Rapa Nui to Tahiti

Jess Cramp

Bleary eyed, I peeked out the window to see an emerald green hill dotted with wild horses. The deep blue on the horizon already beckoned me as I searched for another island in the distance. Stepping onto the ground felt like I was walking straight off the last page of great novel and into a place in my life that will forever be marked as before and after. Before I sailed the Pacific.

Thanks to The Quiksilver Foundation, who sponsored my berth, I am embarking on the trip of a lifetime aboard a sailboat to Tahiti, in search of plastic pollution with the crew from 5 Gyres.

For the past three days on Rapa Nui, I have been lucky enough to explore volcanic craters filled with marshy freshwater, surf a perfect little right hander on my perfect new 5’4” Moss Research Eco-Board (so graciously donated by Jake Moss, Rey at Entropy Resin, and Clay at Marko Foam) share laughs around a fire with people from eight different countries and dodge near arraignment at a World Heritage site. But a single walk on the sand has been a staunch reminder of our wastefulness on the larger lands of this planet.

The words “plastic confetti” have been used time and again, but they are the best two little descriptors for what happened upon us yesterday. With 15 Moai staring westward, behind their backs we quietly collected large pieces of buoys, bags and bottles. Niko, a local guide and environmentalist (whose group I can’t remember right this second!), led me to a well, which was nestled between the lava rocks not far from shore. This was a sacred spot to the indigenous because it was one of the few sites to collect fresh water. To my dismay, the interior and exterior of the rocks were littered with 2-5mm particles of plastic. I wish I thought they were beautiful, colored white and pink and blue. Niko looked at me and said, “Do you see the baby lobsters? Hmph, I suppose they’re eating this shit too.”

Our next stop was a sandy beach, where the surroundings must have inspired a Tolkien sequel. And maybe it’s because I was looking for it or maybe it’s because of the sheer number of particles, but I have never seen such a concentration of bits of plastic in my life. There is no glitter or gleam to polypropylene. I took a scoop of the sand with a metal strainer and played, like a child looking for treasure. In less than a minute, I had about two teaspoons worth of nurdles—the plastic pellets that are precursors to our bags and bottles. Until recently, many manufacturing facilities were careless about their little pellets, allowing them to wash into storm drains and roll their way out to sea. But with the help of Anna and Marcus of 5 Gyres, regulations have been put in place in many locations to manage this “overflow”.

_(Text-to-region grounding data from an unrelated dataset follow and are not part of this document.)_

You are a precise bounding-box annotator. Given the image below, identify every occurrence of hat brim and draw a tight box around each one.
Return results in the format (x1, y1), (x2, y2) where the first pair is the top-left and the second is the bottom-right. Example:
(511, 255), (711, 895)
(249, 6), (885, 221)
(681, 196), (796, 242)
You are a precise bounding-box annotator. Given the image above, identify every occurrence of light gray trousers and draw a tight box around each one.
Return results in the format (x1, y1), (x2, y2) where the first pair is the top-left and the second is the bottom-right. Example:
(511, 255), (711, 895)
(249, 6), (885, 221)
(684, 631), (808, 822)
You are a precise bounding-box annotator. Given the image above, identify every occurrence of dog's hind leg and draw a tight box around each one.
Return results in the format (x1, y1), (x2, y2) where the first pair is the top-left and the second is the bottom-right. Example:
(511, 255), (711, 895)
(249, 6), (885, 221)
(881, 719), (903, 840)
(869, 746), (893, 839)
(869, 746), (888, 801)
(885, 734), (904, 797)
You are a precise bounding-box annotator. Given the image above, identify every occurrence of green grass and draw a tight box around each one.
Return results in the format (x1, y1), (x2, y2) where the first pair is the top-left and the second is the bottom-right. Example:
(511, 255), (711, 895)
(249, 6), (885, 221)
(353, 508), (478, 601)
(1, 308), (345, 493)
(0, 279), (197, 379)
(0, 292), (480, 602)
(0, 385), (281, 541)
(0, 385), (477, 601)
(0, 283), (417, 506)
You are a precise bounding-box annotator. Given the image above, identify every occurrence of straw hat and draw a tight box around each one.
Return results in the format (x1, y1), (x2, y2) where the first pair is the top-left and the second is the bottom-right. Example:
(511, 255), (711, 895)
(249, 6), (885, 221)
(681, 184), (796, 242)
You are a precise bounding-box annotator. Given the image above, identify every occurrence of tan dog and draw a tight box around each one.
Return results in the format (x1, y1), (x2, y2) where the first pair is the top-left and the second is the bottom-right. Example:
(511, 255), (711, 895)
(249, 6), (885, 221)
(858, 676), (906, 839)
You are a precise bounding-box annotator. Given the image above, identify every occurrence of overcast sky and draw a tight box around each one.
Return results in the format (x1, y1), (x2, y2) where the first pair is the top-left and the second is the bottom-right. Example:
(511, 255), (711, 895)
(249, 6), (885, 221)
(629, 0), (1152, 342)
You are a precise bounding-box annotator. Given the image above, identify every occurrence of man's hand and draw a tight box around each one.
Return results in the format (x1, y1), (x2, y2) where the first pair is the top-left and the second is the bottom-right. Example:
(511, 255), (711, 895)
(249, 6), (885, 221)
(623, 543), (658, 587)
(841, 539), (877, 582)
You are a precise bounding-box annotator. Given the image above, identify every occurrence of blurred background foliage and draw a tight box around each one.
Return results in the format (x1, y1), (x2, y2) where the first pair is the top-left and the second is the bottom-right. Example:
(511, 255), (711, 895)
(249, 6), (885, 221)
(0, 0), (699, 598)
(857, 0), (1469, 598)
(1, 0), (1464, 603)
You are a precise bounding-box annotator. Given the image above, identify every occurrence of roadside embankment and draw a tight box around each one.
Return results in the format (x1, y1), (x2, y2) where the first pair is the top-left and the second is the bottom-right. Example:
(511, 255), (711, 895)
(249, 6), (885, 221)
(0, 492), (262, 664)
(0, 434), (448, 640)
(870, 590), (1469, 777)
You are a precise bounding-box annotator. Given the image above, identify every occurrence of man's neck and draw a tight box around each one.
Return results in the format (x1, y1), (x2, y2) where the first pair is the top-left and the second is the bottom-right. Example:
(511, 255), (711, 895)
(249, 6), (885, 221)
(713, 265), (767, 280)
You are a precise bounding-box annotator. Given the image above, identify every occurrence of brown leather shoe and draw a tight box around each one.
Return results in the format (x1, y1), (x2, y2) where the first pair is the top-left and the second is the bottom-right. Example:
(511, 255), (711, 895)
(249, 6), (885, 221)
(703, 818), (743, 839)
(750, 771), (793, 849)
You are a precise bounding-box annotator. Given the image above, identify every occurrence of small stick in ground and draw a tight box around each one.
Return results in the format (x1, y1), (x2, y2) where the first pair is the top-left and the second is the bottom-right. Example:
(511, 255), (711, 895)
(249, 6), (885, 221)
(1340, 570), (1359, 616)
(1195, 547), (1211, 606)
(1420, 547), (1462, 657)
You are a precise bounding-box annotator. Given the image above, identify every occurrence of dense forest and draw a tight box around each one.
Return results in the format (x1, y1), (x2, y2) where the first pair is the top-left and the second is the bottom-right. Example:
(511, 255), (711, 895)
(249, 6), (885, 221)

As with every new crew member about to set sail with Sea Dragon, I am openly curious about just how much of this stuff I will happen upon in the big blue. I honestly don’t know of a beach in the world that is free from plastic, but what happens to it out there? How much of it sinks and then what happens to it? How much is ingested by birds and fish? Have the fish I eat been eating plastic? How many of these items onshore are items I use on the daily? Scary thoughts…

These are the questions I will try to answer with this experience.